Combined with OGT’s Cytocell fluorescence in situ hybridisation (FISH) probes, the panel is part of a complete solution for understanding the causes of myeloid disease. FISH probes can be used as a first molecular technique to rule out chronic myeloid leukaemia (CML) and other confounding disorders, after which, the SureSeq Myeloid panel can be used instead of existing sequential single-gene assays to further research the genetic causes of the disease.

The highly sensitive panel overcomes the challenges posed by heterogeneous samples, which may contain very low quantities of causative genetic variants. Research has validated the panel to accurately detect alleles down to 1% minor allele fraction (MAF) at a read depth of >1000x. OGT has worked closely with cancer experts including Professor Nick Cross (Director of the Wessex National Genetics Reference Laboratory, UK) and Mike Griffiths (Consultant Clinical Scientist at West Midlands Regional Genetics Laboratory, UK) to define the most up-to-date gene content for the panel.

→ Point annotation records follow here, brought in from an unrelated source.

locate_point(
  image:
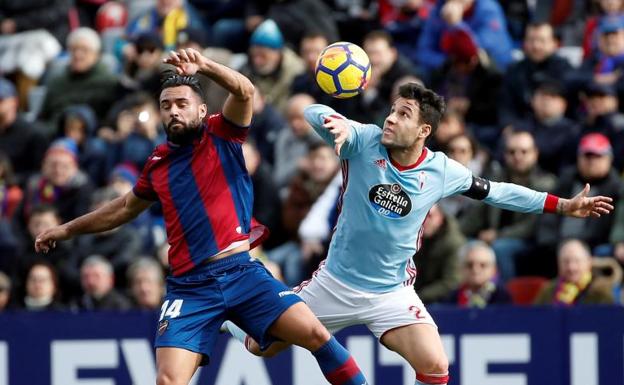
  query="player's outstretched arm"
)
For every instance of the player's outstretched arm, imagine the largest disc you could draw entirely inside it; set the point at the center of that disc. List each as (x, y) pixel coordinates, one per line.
(582, 206)
(238, 107)
(107, 217)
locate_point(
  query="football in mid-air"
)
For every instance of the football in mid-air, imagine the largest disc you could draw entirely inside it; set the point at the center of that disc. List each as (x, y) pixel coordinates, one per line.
(343, 70)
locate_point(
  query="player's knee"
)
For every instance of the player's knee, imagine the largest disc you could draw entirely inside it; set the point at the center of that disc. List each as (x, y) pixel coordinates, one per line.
(167, 379)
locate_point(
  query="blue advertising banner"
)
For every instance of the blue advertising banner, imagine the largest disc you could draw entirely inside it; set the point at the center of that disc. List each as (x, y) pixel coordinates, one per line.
(494, 346)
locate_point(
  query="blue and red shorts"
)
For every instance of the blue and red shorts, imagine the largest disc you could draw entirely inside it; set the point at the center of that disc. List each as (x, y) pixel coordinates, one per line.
(236, 288)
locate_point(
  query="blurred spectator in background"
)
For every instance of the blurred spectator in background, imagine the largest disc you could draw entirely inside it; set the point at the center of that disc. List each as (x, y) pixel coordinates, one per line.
(540, 63)
(61, 182)
(451, 125)
(601, 104)
(595, 158)
(272, 66)
(317, 171)
(463, 149)
(267, 204)
(469, 84)
(78, 122)
(482, 20)
(142, 71)
(97, 277)
(42, 289)
(437, 260)
(166, 18)
(136, 130)
(293, 142)
(85, 79)
(42, 218)
(574, 284)
(592, 32)
(478, 287)
(265, 128)
(21, 141)
(118, 246)
(510, 233)
(147, 283)
(387, 67)
(5, 291)
(555, 135)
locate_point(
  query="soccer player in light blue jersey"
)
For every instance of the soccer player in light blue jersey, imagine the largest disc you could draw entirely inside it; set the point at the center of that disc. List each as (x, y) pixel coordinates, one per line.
(391, 180)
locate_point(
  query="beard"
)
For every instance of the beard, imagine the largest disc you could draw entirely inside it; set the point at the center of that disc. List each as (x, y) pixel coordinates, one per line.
(183, 135)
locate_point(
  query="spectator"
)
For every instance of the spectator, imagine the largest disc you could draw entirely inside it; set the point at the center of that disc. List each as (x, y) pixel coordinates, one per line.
(574, 284)
(437, 259)
(265, 128)
(42, 218)
(540, 63)
(42, 291)
(469, 84)
(118, 246)
(510, 233)
(85, 79)
(142, 72)
(293, 142)
(387, 67)
(147, 283)
(478, 287)
(137, 130)
(555, 134)
(595, 158)
(482, 20)
(97, 278)
(23, 142)
(78, 122)
(61, 183)
(5, 291)
(267, 205)
(601, 104)
(166, 18)
(319, 168)
(272, 66)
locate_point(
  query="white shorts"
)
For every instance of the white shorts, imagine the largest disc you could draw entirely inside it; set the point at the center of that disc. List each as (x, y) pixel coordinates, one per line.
(337, 305)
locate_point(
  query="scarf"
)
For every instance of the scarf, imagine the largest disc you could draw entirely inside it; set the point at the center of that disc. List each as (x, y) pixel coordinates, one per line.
(567, 293)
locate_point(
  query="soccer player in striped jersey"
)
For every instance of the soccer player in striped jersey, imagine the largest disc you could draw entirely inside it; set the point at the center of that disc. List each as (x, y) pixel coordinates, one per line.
(199, 177)
(391, 180)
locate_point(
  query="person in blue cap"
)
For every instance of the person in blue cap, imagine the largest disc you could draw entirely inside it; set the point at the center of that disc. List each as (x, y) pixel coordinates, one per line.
(272, 66)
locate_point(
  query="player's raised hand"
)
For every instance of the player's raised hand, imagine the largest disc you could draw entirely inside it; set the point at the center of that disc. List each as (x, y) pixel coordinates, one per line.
(338, 127)
(187, 61)
(582, 206)
(47, 239)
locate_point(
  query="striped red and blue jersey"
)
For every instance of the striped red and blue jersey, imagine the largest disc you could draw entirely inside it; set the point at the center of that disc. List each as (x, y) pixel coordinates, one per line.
(205, 192)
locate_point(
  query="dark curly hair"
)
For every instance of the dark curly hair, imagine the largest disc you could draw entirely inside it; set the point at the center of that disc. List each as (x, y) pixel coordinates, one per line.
(431, 105)
(175, 80)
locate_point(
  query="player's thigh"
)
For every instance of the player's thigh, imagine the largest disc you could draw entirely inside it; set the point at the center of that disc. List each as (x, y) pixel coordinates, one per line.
(176, 366)
(420, 345)
(299, 326)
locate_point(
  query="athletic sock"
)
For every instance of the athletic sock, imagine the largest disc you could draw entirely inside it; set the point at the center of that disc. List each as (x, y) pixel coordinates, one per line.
(337, 364)
(432, 379)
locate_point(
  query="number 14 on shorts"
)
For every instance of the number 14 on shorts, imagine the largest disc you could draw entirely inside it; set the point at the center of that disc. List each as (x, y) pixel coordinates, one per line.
(172, 311)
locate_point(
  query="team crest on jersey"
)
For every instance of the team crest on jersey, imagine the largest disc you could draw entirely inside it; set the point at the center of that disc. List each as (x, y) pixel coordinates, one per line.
(390, 200)
(381, 163)
(162, 327)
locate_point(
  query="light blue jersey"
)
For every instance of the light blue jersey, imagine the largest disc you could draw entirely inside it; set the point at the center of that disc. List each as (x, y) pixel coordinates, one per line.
(383, 208)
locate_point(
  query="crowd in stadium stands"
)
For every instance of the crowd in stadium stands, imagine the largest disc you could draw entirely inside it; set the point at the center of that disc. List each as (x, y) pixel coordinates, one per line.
(534, 92)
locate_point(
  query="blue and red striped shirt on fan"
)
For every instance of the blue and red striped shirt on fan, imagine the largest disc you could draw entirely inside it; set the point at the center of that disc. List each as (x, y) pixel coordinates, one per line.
(205, 191)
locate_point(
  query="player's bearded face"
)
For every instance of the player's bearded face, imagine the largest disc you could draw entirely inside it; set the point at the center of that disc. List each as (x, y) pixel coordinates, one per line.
(401, 128)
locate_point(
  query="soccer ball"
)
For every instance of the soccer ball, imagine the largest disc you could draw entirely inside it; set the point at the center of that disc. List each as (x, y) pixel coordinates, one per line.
(343, 70)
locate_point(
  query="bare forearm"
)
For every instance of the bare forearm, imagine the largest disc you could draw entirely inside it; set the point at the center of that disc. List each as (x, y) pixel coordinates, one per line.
(234, 82)
(105, 218)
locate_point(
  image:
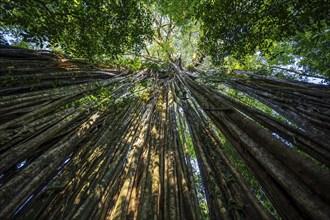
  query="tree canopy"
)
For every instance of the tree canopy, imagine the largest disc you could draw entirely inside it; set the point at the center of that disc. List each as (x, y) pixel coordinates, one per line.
(126, 109)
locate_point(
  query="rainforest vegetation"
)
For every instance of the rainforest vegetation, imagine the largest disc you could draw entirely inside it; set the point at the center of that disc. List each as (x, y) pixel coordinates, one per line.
(164, 109)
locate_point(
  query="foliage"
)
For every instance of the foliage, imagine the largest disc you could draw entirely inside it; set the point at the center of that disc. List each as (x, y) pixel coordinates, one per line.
(238, 27)
(84, 28)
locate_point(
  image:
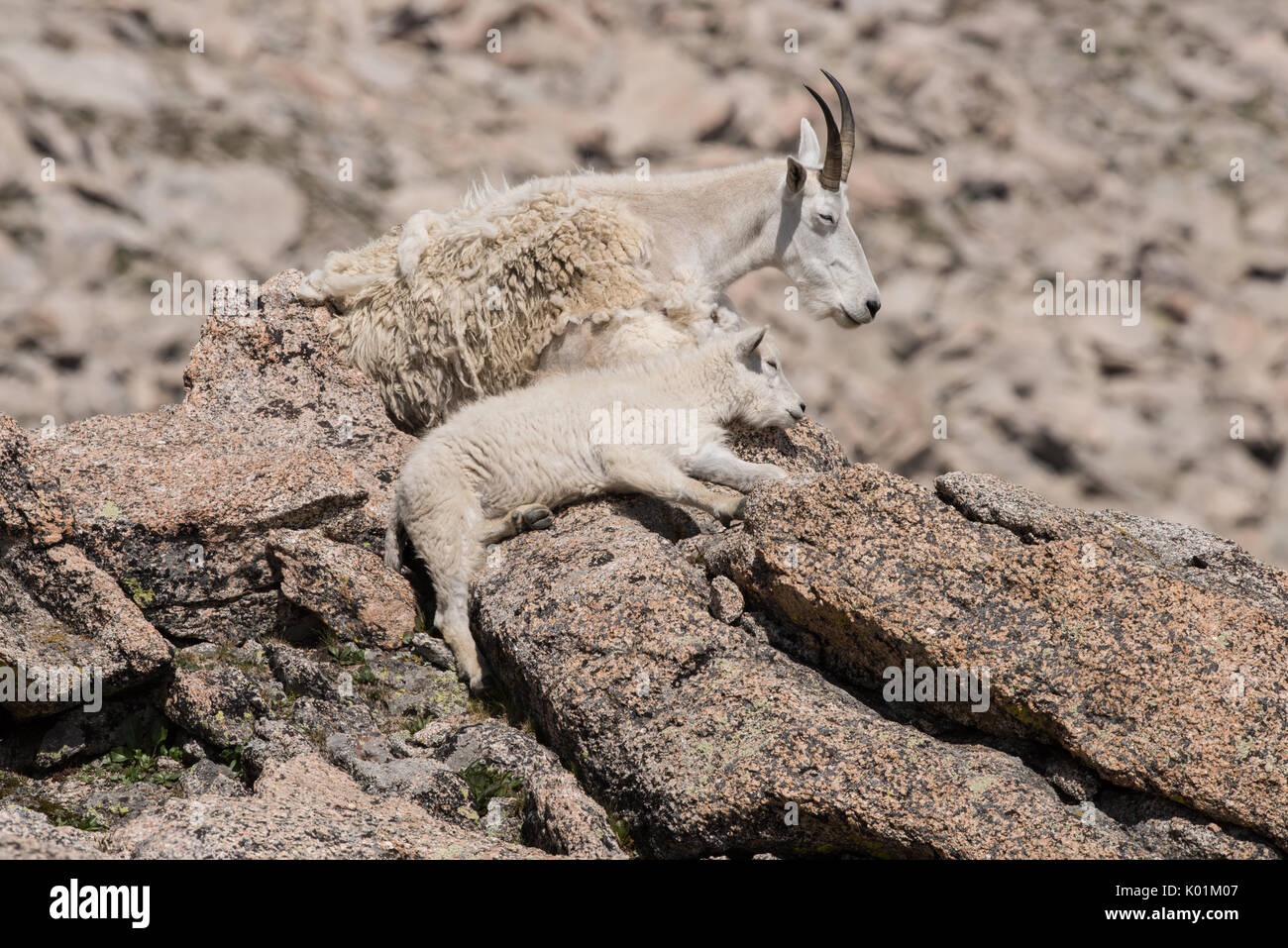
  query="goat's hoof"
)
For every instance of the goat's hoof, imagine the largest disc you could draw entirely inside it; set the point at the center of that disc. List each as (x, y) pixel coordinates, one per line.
(307, 290)
(734, 513)
(532, 517)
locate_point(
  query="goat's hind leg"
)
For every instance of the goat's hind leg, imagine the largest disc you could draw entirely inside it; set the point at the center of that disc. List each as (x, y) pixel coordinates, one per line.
(518, 520)
(720, 466)
(446, 540)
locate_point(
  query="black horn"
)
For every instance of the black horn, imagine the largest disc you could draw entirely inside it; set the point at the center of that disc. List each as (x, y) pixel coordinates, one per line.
(846, 125)
(831, 175)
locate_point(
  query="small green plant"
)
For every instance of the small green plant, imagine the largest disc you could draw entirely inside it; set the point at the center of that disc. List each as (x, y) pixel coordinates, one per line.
(91, 822)
(622, 830)
(487, 784)
(138, 759)
(348, 653)
(232, 759)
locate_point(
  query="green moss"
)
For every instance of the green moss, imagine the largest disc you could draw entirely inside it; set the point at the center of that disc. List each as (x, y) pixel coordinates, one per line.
(485, 785)
(142, 596)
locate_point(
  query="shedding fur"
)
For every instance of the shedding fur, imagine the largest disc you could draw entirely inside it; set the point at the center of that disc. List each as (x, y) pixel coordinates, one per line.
(488, 286)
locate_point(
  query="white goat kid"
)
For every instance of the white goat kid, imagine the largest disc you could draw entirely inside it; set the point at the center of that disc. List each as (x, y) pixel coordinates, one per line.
(501, 464)
(574, 268)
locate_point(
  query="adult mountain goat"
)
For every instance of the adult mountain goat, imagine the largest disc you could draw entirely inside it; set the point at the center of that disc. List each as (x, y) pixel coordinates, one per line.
(588, 270)
(500, 464)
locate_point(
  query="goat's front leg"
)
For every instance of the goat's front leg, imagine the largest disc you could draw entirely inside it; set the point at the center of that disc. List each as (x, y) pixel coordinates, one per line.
(642, 472)
(720, 466)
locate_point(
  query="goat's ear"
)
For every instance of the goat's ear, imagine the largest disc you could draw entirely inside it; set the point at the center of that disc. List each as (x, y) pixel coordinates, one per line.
(750, 342)
(809, 153)
(797, 175)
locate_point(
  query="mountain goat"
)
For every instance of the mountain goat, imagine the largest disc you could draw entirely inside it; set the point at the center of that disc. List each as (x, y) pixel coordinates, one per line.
(501, 464)
(578, 270)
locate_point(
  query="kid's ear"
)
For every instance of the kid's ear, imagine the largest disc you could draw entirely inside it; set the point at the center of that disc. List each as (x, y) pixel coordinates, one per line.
(750, 342)
(809, 153)
(797, 175)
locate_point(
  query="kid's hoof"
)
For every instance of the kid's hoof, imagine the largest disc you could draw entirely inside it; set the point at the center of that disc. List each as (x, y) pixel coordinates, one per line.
(733, 511)
(532, 517)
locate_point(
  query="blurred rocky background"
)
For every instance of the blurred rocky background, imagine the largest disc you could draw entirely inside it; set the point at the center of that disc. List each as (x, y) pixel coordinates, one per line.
(230, 163)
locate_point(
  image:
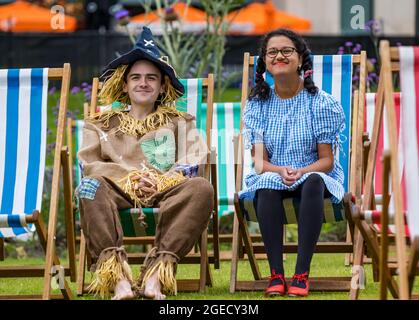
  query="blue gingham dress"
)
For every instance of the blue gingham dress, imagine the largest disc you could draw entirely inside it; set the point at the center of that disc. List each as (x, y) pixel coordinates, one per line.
(290, 129)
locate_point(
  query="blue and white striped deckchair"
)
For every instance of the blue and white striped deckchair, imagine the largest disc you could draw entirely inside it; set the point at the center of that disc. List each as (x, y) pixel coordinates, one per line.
(333, 74)
(23, 131)
(191, 102)
(23, 116)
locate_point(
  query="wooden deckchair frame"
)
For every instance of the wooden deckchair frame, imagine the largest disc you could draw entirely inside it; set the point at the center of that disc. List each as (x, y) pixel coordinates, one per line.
(405, 269)
(354, 244)
(203, 259)
(47, 235)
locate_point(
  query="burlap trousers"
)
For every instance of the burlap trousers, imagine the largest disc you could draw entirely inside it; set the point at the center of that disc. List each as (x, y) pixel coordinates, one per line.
(184, 213)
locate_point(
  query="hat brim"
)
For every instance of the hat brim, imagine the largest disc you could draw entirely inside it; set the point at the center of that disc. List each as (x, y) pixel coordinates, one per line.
(138, 54)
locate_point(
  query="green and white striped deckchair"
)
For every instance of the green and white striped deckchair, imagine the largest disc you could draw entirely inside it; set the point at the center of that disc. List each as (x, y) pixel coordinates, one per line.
(23, 136)
(144, 230)
(225, 126)
(333, 74)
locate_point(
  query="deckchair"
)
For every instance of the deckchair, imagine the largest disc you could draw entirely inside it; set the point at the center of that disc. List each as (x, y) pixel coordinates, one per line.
(334, 75)
(400, 174)
(136, 233)
(23, 127)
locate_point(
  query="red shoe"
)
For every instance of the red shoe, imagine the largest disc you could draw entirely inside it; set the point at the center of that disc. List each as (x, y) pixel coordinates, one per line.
(299, 285)
(277, 285)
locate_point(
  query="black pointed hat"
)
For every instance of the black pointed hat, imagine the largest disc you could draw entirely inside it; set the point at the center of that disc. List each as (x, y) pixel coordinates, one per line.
(147, 49)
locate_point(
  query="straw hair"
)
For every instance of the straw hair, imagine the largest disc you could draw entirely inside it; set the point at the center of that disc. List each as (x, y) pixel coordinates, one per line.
(113, 86)
(112, 89)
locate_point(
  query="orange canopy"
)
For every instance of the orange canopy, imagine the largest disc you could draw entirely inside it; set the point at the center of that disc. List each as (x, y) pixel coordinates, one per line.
(22, 16)
(184, 13)
(189, 18)
(260, 18)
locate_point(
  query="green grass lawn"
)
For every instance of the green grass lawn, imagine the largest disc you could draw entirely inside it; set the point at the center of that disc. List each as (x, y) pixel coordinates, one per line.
(322, 265)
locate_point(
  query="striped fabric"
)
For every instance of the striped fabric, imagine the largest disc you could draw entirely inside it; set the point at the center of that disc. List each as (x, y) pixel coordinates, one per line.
(333, 74)
(225, 125)
(409, 82)
(190, 102)
(79, 142)
(23, 121)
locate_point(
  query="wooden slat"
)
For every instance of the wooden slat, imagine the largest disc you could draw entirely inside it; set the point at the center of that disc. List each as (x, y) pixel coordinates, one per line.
(50, 254)
(183, 285)
(68, 208)
(194, 258)
(386, 77)
(334, 284)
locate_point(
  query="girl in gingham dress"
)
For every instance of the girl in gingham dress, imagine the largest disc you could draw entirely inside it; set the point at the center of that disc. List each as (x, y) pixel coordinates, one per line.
(293, 130)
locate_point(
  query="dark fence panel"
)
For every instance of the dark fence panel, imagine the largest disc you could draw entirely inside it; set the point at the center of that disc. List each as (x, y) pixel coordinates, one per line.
(89, 51)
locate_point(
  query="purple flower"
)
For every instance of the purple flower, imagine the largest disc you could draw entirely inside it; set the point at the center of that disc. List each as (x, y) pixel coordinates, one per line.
(169, 10)
(75, 90)
(356, 50)
(120, 14)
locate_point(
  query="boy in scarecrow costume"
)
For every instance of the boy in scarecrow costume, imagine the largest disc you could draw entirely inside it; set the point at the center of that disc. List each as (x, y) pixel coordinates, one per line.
(144, 154)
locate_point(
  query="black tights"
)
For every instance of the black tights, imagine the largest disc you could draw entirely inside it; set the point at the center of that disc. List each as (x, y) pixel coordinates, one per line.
(270, 214)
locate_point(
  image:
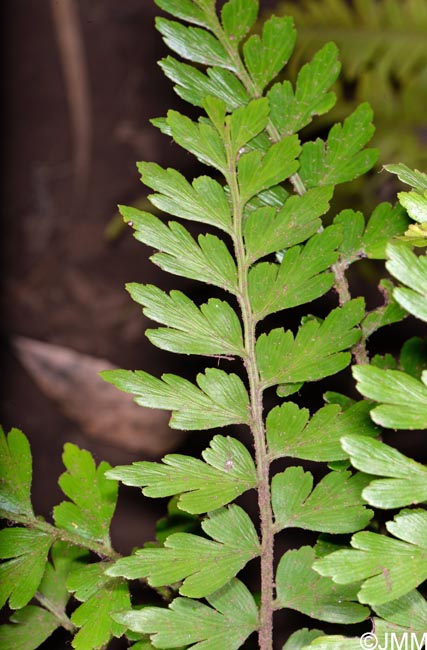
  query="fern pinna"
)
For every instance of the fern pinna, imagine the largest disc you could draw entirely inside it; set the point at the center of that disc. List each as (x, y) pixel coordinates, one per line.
(270, 252)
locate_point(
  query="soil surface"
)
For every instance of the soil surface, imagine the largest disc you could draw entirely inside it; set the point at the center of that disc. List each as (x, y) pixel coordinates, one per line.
(64, 273)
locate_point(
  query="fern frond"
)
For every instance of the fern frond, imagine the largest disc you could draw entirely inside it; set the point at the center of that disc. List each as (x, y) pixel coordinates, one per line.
(383, 50)
(389, 35)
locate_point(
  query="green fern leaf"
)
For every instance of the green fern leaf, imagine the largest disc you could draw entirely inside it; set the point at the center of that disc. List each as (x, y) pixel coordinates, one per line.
(20, 576)
(204, 565)
(195, 44)
(93, 497)
(388, 567)
(411, 270)
(212, 329)
(207, 261)
(266, 55)
(334, 506)
(238, 16)
(290, 111)
(290, 432)
(232, 617)
(257, 173)
(300, 278)
(221, 399)
(315, 352)
(407, 482)
(184, 9)
(204, 200)
(28, 628)
(268, 231)
(101, 597)
(16, 474)
(342, 158)
(403, 398)
(298, 587)
(228, 472)
(194, 86)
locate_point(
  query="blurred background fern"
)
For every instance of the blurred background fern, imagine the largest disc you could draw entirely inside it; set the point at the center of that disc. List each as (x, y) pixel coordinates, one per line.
(383, 50)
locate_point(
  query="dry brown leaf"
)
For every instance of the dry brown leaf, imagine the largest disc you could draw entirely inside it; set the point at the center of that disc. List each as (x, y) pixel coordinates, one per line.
(71, 379)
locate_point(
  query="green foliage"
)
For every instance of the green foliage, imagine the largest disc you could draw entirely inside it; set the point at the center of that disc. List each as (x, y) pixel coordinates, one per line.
(390, 567)
(383, 50)
(271, 250)
(228, 472)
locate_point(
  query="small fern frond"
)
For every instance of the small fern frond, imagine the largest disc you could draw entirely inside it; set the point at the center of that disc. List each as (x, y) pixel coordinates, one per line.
(383, 50)
(389, 35)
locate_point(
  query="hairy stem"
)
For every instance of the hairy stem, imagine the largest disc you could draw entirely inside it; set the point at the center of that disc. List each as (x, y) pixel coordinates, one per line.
(257, 421)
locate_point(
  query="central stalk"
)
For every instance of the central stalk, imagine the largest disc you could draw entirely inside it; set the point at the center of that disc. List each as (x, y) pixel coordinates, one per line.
(256, 406)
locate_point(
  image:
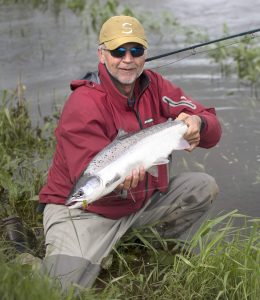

Professor Nick Cross commented, “Currently the genetic characterisation of MPNs and related hereditary conditions can be time consuming and complex. The SureSeq panel should allow research into these disorders to become a much more standard procedure.”

Mike Evans, CEO of OGT commented, “Our SureSeq Myeloid Panel is part of OGT’s expanding NGS portfolio for cancer research, demonstrating OGT’s commitment to this important field. We look forward to announcing further new product developments, aimed at enhancing cancer detection and improving the laboratory workflow, over the next few months.”